Synthesis of folic acid-conjugated glycodendrimer with magnetic β-cyclodextrin core as a pH-responsive system for tumor-targeted co-delivery of doxorubicin and curcumin

One of the most important applications of nanotechnology in cancer treatment involves the design of magnetic nanocomposites for the targeted delivery of anticancer drugs to cancer cells. This study aims to develop a novel, appropriate, and efficient magnetic carrier having antioxidant properties for the controlled release of anticancer drugs, hydrophilic doxorubicin (DOX), and hydrophobic curcumin (CUR) to cancer cells using folic acid conjugated with magnetic glycodendrimer (Fe3O4-β-CD-CTD-FA). The synthesized carrier was characterized using DLS, EDX, XRD, BET, FT‐IR, Zeta potential, VSM, TEM, and SEM analysis. The TEM results showed that synthesized Fe3O4-β-CD-CTD-FA have a spherical-like core-shell structure with an average diameter of approximately 533 nm.

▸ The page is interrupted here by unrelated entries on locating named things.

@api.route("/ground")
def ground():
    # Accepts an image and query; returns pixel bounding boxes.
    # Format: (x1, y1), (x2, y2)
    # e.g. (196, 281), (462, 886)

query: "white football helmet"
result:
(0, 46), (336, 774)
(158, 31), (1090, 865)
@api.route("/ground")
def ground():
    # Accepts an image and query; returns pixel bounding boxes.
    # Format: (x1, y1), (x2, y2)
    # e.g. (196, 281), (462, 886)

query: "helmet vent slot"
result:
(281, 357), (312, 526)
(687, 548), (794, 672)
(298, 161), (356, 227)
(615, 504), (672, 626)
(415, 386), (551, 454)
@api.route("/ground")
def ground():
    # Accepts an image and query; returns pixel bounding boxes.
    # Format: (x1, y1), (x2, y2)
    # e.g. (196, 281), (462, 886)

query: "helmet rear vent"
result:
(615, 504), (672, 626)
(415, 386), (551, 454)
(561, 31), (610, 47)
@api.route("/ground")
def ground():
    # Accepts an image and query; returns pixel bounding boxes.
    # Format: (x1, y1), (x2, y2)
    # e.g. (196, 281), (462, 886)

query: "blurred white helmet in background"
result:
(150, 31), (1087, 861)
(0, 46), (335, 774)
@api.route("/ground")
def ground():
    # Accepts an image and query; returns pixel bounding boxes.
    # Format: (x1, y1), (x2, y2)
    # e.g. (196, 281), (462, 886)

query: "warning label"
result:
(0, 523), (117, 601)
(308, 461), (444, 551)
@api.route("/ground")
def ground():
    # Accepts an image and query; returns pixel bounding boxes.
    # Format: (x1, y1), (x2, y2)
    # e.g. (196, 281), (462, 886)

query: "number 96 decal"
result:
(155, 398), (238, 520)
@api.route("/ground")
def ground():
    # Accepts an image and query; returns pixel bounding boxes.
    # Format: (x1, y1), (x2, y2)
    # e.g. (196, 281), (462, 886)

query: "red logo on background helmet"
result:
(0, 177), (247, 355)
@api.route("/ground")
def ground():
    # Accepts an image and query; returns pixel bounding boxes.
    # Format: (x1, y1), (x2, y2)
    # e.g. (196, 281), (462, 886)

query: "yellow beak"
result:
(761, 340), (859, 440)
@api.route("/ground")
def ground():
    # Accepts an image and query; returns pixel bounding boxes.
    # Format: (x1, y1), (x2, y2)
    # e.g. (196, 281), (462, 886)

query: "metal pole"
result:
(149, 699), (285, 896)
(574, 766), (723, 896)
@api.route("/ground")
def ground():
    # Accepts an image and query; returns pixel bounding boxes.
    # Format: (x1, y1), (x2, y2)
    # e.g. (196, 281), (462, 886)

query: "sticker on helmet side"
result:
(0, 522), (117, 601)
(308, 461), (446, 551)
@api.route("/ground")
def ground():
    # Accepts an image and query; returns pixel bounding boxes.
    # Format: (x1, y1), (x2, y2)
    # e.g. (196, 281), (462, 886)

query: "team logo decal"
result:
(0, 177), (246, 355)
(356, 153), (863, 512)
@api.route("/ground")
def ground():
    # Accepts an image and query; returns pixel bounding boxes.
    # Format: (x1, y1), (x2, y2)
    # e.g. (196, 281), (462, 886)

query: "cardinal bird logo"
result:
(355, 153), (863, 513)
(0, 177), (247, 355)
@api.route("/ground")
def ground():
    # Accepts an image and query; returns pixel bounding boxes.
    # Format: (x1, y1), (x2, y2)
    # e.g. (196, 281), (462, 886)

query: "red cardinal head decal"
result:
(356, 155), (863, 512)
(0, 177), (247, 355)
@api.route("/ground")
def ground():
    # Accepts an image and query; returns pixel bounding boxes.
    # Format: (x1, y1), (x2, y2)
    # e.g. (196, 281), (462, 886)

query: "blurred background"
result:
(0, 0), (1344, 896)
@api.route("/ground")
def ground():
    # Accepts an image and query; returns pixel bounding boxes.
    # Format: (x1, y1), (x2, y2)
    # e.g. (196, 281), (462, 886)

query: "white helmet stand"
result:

The encapsulation efficiency (EE) of Fe3O4-β-CD-CTD-FA was found to be 98.96% for DOX and 70.91% for CUR. The release studies of DOX and CUR from Fe3O4-β-CD-CTD-FA showed that maximum release occurs at pH 5 which means it has a controlled pH-responsive behavior. In vitro cytotoxicity and confocal microscopy of the as-synthesized Fe3O4-β-CD-CTD-FA in MDA-MB-231 cells clearly showed that the prepared carrier had no significant cytotoxicity and could easily enter the cell. Furthermore, the in vitro antioxidant capacity of Fe3O4-β-CD-CTD-FA was evaluated by DPPH assay and the results exhibited that the synthesized carrier has excellent antioxidant activity (75.45%). Therefore, the obtained glycodendrimer in this study due to their target ability under a magnetic field, excellent biocompatibility, good colloidal stability, simple preparing method, and good antioxidant activity could be used as a promising targeted co-drug delivery system for cancer therapy.